China’s foreign minister told his Israeli and Palestinian counterparts his country is ready to help facilitate peace talks, state media reported.
The separate phone calls between Chinese foreign minister, Qin Gang, and the Israeli and Palestinian top diplomats comes amid recent moves by Beijing to position itself as a regional mediator.
Qin encouraged “steps to resume peace talks,” and said that “China is ready to provide convenience for this,” in a Monday phone call with Israeli foreign minister Eli Cohen, state media agency Xinhua reported.
In his conversation with Palestinian foreign minister Riyad Al-Maliki, Qin is reported to have said that Beijing supports the resumption of talks as soon as possible.
In both calls he emphasised China’s push for peace talks on the basis of implementing a “two-state solution,” Xinhua said.
The talks come at a time of rising tensions in Israel. Clashes at the al-Aqsa mosque in Jerusalem earlier this month drew condemnation from Arab countries across the region. Saudi Arabia, with whom Israel hopes to normalise ties, said Israel’s “storming” of al-Aqsa undermined peace efforts.
This year’s overlap of Ramadan and Passover increases the possibility of friction as the city hosts an unusually large influx of pilgrims.
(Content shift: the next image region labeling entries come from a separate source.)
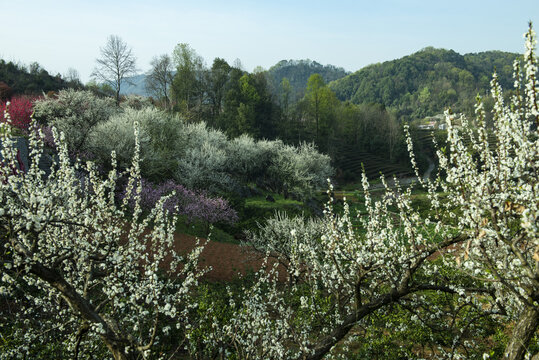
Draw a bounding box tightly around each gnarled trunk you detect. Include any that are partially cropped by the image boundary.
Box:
[504,306,539,360]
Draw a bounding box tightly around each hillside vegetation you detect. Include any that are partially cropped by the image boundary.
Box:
[266,59,350,102]
[329,47,518,120]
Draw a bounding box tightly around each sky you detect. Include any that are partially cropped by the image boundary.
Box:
[0,0,539,82]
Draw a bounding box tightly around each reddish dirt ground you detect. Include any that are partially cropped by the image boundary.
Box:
[175,234,272,281]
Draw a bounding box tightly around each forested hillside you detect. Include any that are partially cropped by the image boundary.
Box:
[329,47,518,120]
[266,59,349,102]
[0,59,68,95]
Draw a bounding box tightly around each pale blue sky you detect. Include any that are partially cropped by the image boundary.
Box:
[0,0,539,82]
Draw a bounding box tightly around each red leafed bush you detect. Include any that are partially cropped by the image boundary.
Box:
[0,96,34,130]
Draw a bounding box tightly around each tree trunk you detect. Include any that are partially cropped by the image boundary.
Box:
[504,306,539,360]
[103,338,138,360]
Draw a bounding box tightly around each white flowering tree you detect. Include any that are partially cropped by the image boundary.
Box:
[430,23,539,359]
[221,26,539,359]
[0,113,205,359]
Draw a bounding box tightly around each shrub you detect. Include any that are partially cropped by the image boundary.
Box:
[34,89,118,152]
[88,107,185,182]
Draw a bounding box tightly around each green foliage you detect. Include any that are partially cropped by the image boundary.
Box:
[330,47,518,120]
[0,59,68,95]
[266,60,348,103]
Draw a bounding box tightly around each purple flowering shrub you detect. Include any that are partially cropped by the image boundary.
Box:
[124,179,238,224]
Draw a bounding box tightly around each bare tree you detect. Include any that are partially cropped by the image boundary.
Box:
[92,35,137,104]
[146,54,174,109]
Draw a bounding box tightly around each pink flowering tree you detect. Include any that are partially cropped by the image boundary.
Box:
[0,112,206,359]
[0,96,34,131]
[122,179,238,224]
[202,26,539,360]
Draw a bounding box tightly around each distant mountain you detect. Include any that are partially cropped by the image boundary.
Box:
[266,59,350,102]
[120,74,150,96]
[329,47,519,120]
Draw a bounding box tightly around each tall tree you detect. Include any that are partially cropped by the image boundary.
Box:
[172,43,204,115]
[304,74,338,148]
[146,54,174,109]
[92,35,137,104]
[207,58,231,125]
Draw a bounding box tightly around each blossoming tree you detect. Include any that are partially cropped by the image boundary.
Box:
[218,25,539,359]
[0,112,205,359]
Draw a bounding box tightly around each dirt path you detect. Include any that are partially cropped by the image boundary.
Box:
[174,234,268,281]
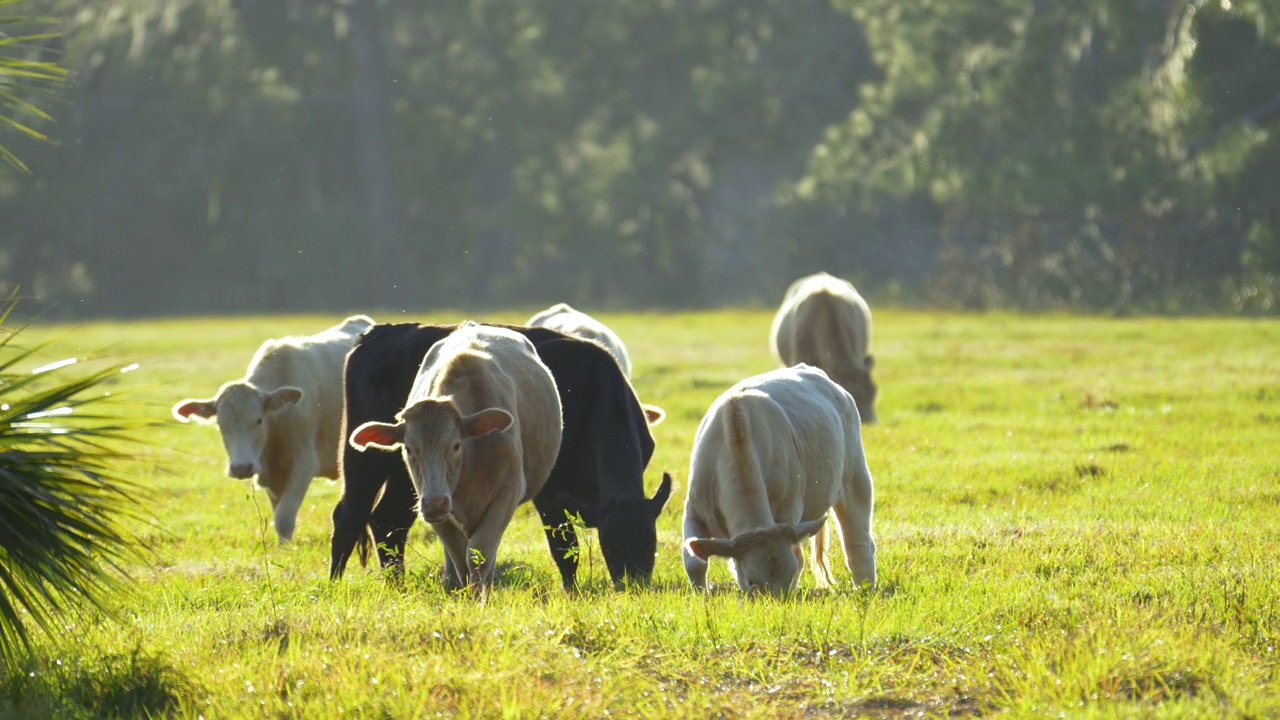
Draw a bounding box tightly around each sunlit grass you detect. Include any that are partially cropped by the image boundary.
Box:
[0,309,1280,717]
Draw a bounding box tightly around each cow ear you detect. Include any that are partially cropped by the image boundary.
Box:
[649,473,671,518]
[792,515,827,542]
[685,538,733,560]
[173,397,218,423]
[262,386,302,414]
[640,405,667,428]
[556,492,600,528]
[349,423,404,452]
[462,407,516,438]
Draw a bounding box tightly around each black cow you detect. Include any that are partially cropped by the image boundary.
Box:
[329,323,671,588]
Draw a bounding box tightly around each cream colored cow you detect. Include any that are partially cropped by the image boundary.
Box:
[684,365,876,593]
[769,273,877,423]
[173,315,374,542]
[349,323,562,588]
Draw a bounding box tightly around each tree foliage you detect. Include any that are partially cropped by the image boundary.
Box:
[0,0,1280,314]
[0,294,143,671]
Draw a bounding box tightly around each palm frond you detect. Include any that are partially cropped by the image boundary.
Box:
[0,299,150,670]
[0,0,70,173]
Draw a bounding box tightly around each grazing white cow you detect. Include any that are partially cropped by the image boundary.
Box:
[771,273,877,423]
[525,302,631,378]
[351,323,562,589]
[684,365,876,593]
[173,315,374,543]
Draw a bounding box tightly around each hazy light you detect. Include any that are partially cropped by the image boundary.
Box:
[31,357,79,375]
[23,405,74,420]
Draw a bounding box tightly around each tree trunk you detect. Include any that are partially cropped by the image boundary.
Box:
[351,0,421,309]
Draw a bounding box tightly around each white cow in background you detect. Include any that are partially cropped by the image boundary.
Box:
[173,315,374,543]
[769,273,877,423]
[684,365,876,593]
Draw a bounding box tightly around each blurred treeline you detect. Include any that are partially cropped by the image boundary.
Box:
[0,0,1280,315]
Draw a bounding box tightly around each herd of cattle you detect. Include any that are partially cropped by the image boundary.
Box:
[173,273,876,593]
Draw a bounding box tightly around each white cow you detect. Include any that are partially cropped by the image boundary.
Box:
[684,365,876,593]
[769,273,877,423]
[526,302,631,378]
[349,323,562,589]
[173,315,374,543]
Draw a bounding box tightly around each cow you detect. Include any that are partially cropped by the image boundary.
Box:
[329,323,672,589]
[769,273,877,423]
[173,315,374,543]
[349,323,562,589]
[525,302,631,378]
[684,365,876,594]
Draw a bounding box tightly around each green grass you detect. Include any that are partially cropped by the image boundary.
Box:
[0,310,1280,717]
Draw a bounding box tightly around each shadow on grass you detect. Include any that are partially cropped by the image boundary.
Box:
[0,648,201,717]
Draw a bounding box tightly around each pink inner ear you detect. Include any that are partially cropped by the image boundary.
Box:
[175,400,215,419]
[351,425,401,447]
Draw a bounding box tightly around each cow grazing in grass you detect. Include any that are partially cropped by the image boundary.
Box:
[173,315,374,542]
[351,323,562,588]
[771,273,877,423]
[329,324,671,588]
[527,302,631,378]
[684,365,876,593]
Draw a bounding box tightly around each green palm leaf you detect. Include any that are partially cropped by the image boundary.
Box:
[0,0,69,173]
[0,299,147,670]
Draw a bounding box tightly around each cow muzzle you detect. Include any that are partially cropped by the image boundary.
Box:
[227,462,257,480]
[417,495,453,523]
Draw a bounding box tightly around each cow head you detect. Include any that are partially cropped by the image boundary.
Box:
[685,515,827,594]
[173,380,302,479]
[557,473,671,588]
[351,397,515,523]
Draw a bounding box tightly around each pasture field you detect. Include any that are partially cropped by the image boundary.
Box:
[0,309,1280,719]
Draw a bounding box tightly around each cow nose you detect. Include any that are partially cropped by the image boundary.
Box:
[227,462,253,480]
[420,495,453,523]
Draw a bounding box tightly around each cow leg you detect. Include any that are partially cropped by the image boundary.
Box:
[369,468,417,577]
[462,482,525,587]
[833,461,876,587]
[275,456,320,544]
[680,509,710,589]
[329,447,391,580]
[431,520,467,591]
[534,493,579,591]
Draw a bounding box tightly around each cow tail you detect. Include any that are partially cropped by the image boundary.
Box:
[356,527,374,568]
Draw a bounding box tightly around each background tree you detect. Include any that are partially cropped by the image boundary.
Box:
[0,0,1280,315]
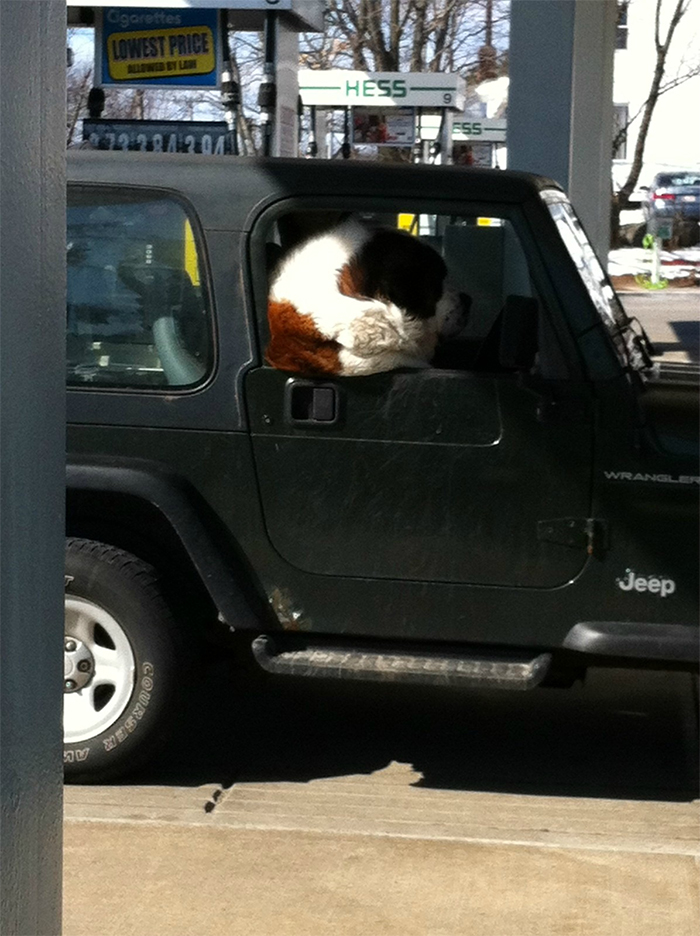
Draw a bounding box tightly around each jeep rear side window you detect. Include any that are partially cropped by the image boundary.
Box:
[67,187,214,390]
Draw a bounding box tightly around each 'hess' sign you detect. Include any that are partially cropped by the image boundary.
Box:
[299,68,464,110]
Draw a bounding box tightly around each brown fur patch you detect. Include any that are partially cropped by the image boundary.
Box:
[265,300,341,375]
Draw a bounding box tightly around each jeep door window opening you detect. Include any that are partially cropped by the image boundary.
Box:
[67,187,214,390]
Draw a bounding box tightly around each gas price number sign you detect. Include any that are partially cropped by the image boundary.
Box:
[83,119,231,156]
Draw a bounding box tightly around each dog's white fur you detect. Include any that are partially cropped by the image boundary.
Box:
[270,220,459,375]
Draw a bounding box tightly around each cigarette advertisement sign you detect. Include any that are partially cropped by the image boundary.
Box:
[352,107,416,146]
[95,7,219,88]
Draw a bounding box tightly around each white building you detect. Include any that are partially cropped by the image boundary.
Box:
[613,0,700,187]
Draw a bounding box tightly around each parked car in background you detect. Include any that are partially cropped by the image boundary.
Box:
[642,171,700,242]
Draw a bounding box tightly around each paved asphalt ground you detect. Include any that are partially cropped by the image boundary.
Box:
[619,288,700,363]
[64,660,700,936]
[64,289,700,936]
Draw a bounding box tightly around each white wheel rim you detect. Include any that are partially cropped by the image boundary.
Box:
[63,595,136,744]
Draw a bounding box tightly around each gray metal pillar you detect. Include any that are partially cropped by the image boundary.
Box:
[272,18,299,156]
[0,0,66,936]
[508,0,616,258]
[569,0,617,267]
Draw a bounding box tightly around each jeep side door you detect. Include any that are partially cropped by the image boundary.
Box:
[245,202,593,600]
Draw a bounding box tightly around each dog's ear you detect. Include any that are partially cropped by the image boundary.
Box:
[359,228,447,319]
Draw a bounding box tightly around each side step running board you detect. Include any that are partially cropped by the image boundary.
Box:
[253,635,552,689]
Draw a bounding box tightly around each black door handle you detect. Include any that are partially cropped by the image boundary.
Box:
[285,380,339,426]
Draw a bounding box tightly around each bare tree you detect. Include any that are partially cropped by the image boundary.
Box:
[302,0,510,75]
[66,63,92,146]
[610,0,700,246]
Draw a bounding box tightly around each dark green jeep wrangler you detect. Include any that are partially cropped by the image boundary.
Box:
[64,152,698,780]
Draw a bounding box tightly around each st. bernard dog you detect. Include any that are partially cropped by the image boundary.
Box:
[265,219,466,376]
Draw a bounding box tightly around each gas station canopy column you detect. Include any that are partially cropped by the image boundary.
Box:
[508,0,617,257]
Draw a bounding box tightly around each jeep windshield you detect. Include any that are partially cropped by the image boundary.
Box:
[541,189,653,370]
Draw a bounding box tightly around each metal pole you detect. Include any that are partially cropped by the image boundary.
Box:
[0,0,66,936]
[258,11,277,156]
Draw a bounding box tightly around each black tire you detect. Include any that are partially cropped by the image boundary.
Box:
[64,539,185,783]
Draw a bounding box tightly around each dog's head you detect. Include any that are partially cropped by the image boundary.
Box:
[353,228,447,319]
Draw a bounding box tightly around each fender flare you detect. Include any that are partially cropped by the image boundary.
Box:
[66,459,264,630]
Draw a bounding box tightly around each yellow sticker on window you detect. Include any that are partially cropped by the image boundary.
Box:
[185,221,199,286]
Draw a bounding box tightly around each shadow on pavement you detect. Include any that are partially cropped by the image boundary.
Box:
[670,319,700,361]
[126,658,698,801]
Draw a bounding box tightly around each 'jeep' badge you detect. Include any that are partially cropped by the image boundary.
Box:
[615,569,676,598]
Qin is reported to have told his Israeli counterpart that China is “concerned about the current tension between Israel and Palestine, and the current top priority is to bring the situation under control and prevent the conflict from escalating or even getting out of control.”
China has been on a recent diplomatic offensive, brokering the restoration of ties in March between Iran and Saudi Arabia – rivals in a region where the United States for decades has been the main diplomatic powerbroker.
“Saudi Arabia and Iran recently restored diplomatic relations through dialogue, setting a good example of overcoming differences through dialogue,” Qin said.
That deal is likely to have major ramifications on the Yemen Civil War, where both sides are locked in a proxy war.
In February, Beijing produced a peace plan for Ukraine after talks between president Xi Jinping and Russsia’s Vladimir Putin. It urged all parties to avoid nuclear escalation but critically did not suggest Russia withdraw its forces.
While western leaders largely dismissed the proposal, Ukraine president Volodymyr Zelenskiy cautiously welcomed the plan, but said it would only be acceptable if it led to Putin pulling his troops out from all occupied Ukrainian territory.